Bild: Braucht Nachschub: Präsident Selenski bei Soldaten an der Front in Donez…
Sie sorgt derzeit für Debatten in der Ukraine, die Rekrutierung von
zusätzlichen Kräften für die Armee. Ende August sagte Präsident Wolodimir
Selenski bei einem Treffen mit Abgeordneten: „Das Militär hat sich an mich
gewandt, um entsprechende Möglichkeit zu schaffen.“ Für die
Ukrainer*innen kam die Ankündigung nicht überraschend, denn die Behörden
hatten die Öffentlichkeit schon lange darauf vorbereitet, dass der Krieg
gegen Russland noch Jahre dauern könnte.
Im Sommer leiteten die Behörden Strafverfahren wegen Korruption in
Rekrutierungszentren und medizinischen Kommissionen der Armee ein.

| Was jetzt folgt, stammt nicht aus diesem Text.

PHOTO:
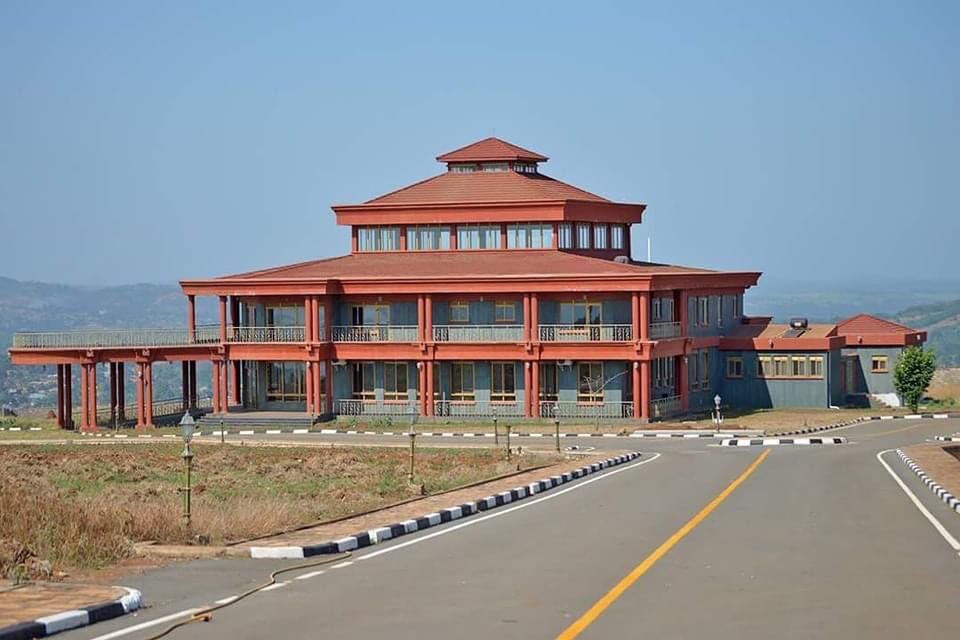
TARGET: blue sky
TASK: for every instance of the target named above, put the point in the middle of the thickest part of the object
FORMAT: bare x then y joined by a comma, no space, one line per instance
157,141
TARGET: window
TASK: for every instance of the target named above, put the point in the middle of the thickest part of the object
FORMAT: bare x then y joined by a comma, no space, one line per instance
502,385
529,236
765,367
459,312
461,382
583,236
616,236
816,366
364,381
548,381
428,237
878,364
285,382
565,235
599,236
478,236
798,366
378,238
734,367
395,381
590,382
505,311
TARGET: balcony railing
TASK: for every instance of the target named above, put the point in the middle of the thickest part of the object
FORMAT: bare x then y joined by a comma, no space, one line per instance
478,333
351,407
586,333
205,334
663,330
477,409
380,333
265,334
577,410
665,407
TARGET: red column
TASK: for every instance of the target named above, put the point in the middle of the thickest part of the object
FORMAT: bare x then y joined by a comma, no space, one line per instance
60,420
141,396
223,318
644,390
328,385
84,398
421,319
526,317
121,394
535,389
308,383
428,367
68,395
527,388
535,318
191,318
644,303
684,384
148,394
428,320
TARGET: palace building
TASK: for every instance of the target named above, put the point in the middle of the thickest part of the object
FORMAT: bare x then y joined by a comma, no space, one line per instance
490,289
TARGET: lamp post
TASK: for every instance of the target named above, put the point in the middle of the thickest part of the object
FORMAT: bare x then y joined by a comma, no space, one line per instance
186,428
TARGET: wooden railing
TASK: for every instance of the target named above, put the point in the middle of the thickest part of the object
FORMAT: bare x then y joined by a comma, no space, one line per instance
586,333
478,333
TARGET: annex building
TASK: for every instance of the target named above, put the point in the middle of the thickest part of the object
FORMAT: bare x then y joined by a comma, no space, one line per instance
490,289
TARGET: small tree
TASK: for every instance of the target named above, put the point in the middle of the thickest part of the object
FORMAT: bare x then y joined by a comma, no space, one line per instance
913,374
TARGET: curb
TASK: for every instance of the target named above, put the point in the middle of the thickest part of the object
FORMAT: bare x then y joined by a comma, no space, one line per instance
942,493
766,442
395,530
49,625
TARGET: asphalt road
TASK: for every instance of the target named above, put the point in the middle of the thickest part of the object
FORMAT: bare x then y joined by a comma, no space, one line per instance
814,542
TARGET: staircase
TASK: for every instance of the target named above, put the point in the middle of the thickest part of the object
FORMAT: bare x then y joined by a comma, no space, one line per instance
256,420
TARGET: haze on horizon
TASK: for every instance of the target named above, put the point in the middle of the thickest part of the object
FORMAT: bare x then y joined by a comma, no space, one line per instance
152,142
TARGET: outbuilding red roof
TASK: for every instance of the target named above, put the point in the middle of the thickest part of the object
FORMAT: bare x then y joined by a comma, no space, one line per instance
486,186
466,264
491,150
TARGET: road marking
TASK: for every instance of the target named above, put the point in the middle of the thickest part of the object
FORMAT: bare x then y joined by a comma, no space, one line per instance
621,587
147,625
473,521
919,505
312,574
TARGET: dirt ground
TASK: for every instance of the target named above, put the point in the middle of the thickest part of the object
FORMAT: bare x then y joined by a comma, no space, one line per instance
68,507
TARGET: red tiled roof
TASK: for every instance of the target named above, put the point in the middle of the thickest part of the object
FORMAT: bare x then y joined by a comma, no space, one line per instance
484,186
864,323
491,150
466,264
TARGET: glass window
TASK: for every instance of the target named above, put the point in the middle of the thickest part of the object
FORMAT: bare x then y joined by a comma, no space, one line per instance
461,382
505,311
816,366
599,236
616,236
503,386
734,367
590,382
459,312
565,235
878,364
395,380
583,236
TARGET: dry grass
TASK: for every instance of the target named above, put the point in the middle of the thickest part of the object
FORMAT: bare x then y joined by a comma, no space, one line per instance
84,507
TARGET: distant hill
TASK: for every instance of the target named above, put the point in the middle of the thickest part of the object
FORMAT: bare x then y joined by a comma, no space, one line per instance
38,306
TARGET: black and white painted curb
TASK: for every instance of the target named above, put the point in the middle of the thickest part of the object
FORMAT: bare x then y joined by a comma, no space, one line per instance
942,493
768,442
437,434
381,534
49,625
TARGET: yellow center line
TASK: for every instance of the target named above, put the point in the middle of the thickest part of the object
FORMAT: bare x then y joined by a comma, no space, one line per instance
620,588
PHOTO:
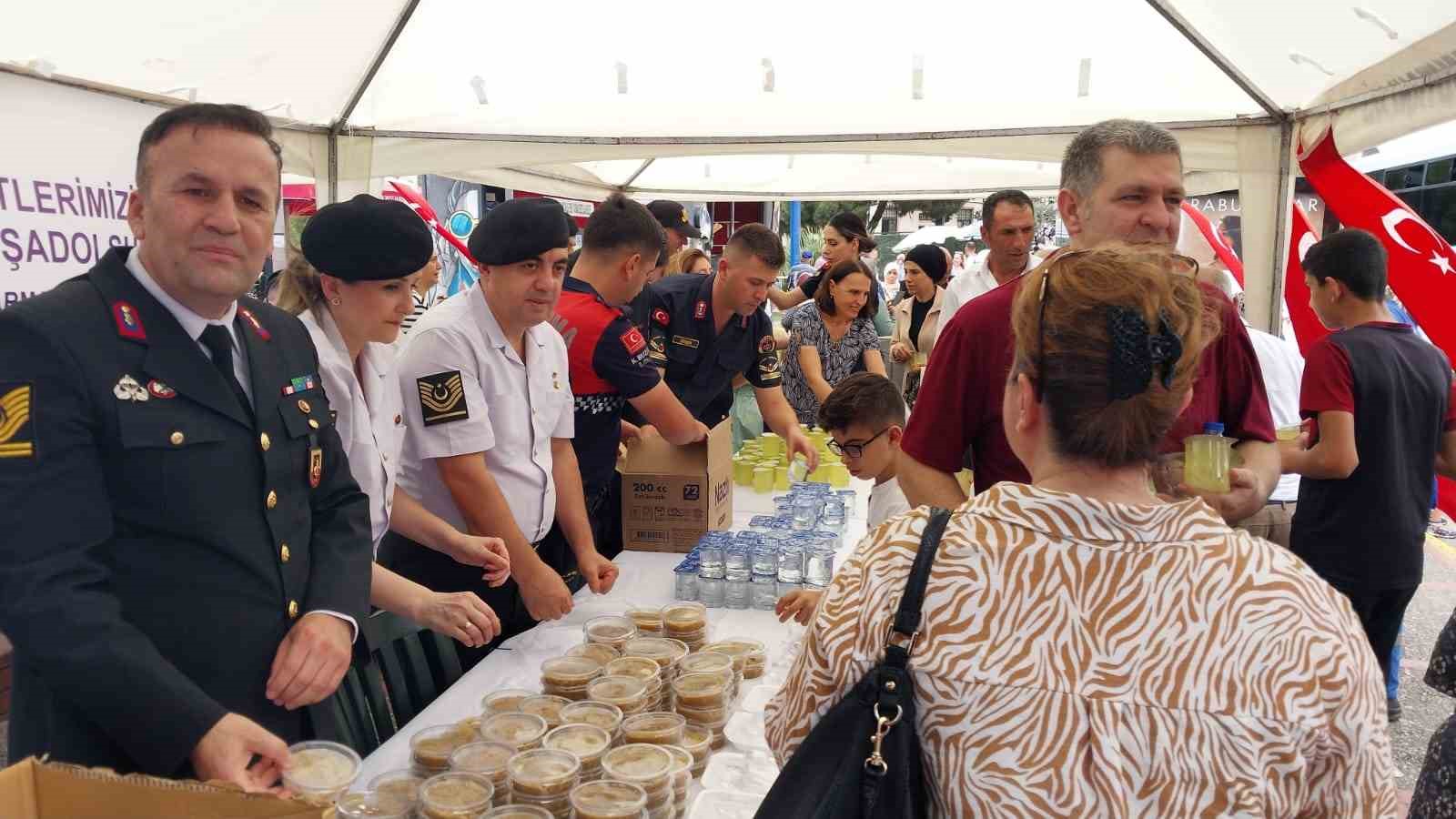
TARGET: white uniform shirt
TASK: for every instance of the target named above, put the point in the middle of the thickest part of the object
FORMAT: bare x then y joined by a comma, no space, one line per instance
370,420
973,281
885,501
1283,369
504,407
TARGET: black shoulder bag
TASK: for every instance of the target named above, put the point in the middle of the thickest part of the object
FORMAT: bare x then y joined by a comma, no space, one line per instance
863,758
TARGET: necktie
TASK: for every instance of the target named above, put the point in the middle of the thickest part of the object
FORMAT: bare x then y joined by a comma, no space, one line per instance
220,344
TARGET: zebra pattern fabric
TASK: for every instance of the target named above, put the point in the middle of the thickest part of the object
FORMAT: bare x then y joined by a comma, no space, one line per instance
1089,659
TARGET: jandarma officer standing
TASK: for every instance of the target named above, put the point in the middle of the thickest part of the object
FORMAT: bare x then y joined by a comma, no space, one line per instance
187,554
490,423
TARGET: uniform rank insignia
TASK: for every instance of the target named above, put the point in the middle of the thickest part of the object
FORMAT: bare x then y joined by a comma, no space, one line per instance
441,398
128,322
15,419
128,389
632,341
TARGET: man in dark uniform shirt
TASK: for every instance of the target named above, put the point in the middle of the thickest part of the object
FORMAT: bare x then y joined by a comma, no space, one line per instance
608,354
187,552
705,329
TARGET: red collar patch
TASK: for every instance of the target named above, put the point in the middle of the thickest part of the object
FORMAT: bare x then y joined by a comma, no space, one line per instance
128,321
248,315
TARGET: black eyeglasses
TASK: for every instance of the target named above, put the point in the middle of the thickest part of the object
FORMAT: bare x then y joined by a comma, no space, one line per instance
1190,267
854,450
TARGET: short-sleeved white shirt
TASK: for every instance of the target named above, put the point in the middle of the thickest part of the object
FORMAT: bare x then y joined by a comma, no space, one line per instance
504,407
369,414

Darüber
hinaus wollen die Regierung und das Parlament jetzt Gesetzeslücken
schließen, die es bislang ermöglicht haben, sich der Mobilisierung zu
entziehen.
So brachte Fjodor Wenislawski, Abgeordneter der Präsidentenpartei „Diener
des Volkes“, diesen Monat einen Gesetzentwurf ein, der einen Aufschub der
Einberufung für Männer über 30 Jahre, die gerade eine zweite
Hochschulausbildung absolvieren, aufheben könnte.
Bislang machten nicht nur Schulabgänger von dieser Möglichkeit Gebrauch,
sondern auch diejenigen, die die Schule schon vor langer Zeit verlassen,
ihre erste Hochschulausbildung abgeschlossen sowie Kinder oder Enkel haben.

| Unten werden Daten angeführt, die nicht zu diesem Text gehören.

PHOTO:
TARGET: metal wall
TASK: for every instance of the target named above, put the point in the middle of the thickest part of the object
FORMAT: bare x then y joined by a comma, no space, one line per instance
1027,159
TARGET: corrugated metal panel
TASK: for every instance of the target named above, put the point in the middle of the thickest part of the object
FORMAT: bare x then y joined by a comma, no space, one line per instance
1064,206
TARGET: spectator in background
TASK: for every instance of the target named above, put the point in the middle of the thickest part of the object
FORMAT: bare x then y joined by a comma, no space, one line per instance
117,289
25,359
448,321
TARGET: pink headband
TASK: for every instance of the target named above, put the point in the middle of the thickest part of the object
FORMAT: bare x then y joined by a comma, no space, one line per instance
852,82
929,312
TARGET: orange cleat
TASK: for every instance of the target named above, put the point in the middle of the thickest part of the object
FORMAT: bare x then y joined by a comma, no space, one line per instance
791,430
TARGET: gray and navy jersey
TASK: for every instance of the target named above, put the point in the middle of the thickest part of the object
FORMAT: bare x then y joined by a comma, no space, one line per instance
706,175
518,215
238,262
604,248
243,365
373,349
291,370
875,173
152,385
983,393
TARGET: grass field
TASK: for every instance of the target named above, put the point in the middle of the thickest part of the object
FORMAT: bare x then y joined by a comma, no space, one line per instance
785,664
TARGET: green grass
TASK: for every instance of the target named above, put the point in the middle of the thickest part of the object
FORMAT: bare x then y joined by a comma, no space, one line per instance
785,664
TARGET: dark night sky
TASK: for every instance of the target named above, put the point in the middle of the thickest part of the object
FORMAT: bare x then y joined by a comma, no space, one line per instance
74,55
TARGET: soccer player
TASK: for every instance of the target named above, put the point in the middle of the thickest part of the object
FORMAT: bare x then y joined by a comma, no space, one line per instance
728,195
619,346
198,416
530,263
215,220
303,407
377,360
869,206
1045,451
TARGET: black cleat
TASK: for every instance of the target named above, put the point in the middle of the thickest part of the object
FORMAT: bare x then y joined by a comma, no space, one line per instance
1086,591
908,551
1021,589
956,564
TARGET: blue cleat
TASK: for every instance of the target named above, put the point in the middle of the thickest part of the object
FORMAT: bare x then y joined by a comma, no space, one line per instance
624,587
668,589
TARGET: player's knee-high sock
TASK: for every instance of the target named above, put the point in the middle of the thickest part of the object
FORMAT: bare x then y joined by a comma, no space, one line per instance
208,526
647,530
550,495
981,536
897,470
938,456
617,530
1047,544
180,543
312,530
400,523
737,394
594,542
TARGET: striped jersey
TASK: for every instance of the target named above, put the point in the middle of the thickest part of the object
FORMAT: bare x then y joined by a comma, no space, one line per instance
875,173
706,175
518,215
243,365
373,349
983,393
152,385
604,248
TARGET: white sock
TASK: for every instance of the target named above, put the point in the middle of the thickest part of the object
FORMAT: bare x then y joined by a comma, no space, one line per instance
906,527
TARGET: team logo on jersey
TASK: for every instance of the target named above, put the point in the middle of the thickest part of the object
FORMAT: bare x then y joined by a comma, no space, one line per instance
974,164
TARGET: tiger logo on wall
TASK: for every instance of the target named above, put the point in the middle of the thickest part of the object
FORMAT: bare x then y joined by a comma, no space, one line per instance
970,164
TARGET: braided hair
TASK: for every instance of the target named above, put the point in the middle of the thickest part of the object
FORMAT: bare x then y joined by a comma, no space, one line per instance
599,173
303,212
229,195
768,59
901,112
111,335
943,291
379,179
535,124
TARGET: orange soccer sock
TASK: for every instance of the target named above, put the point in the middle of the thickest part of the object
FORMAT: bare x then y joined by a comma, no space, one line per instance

Diese Wehrpflichtigen verfügten in der Regel über gute Einkommen und
könnten daher für ein Studium bezahlen, um automatisch einen Aufschub der
Einberufung gewährt zu bekommen.
## Studieren, statt kämpfen
Das Bildungsministerium der Ukraine veröffentlichte Ende August dazu
folgende Daten: So gab es vor dem Krieg etwa 40.000 Studierende über 25
Jahre. 2022 belief sich deren Anzahl bereits auf 106.000, in diesem Jahr
nähert sich der Wert ebenfalls der 100.000-Marke an. „Das bedeutet, dass
etwa 60.000 Männer beschlossen haben, diese Gelegenheit zu nutzen, um der
Einberufung zu entgehen“, glaubt der Abgeordnete Wenislawski.
Mittlerweile haben auch Abgeordnete anderer regierungsnaher Parteien
entsprechende Gesetzentwürfe vorgelegt. Ein Aufschub soll nur noch für
Studierende unter 30 Jahren gelten, die sich zum ersten Mal einschreiben
oder ihre Qualifikation verbessern wollen. Auch wissenschaftliches und
pädagogisches Personal unterliegt weiterhin nicht der Wehrpflicht.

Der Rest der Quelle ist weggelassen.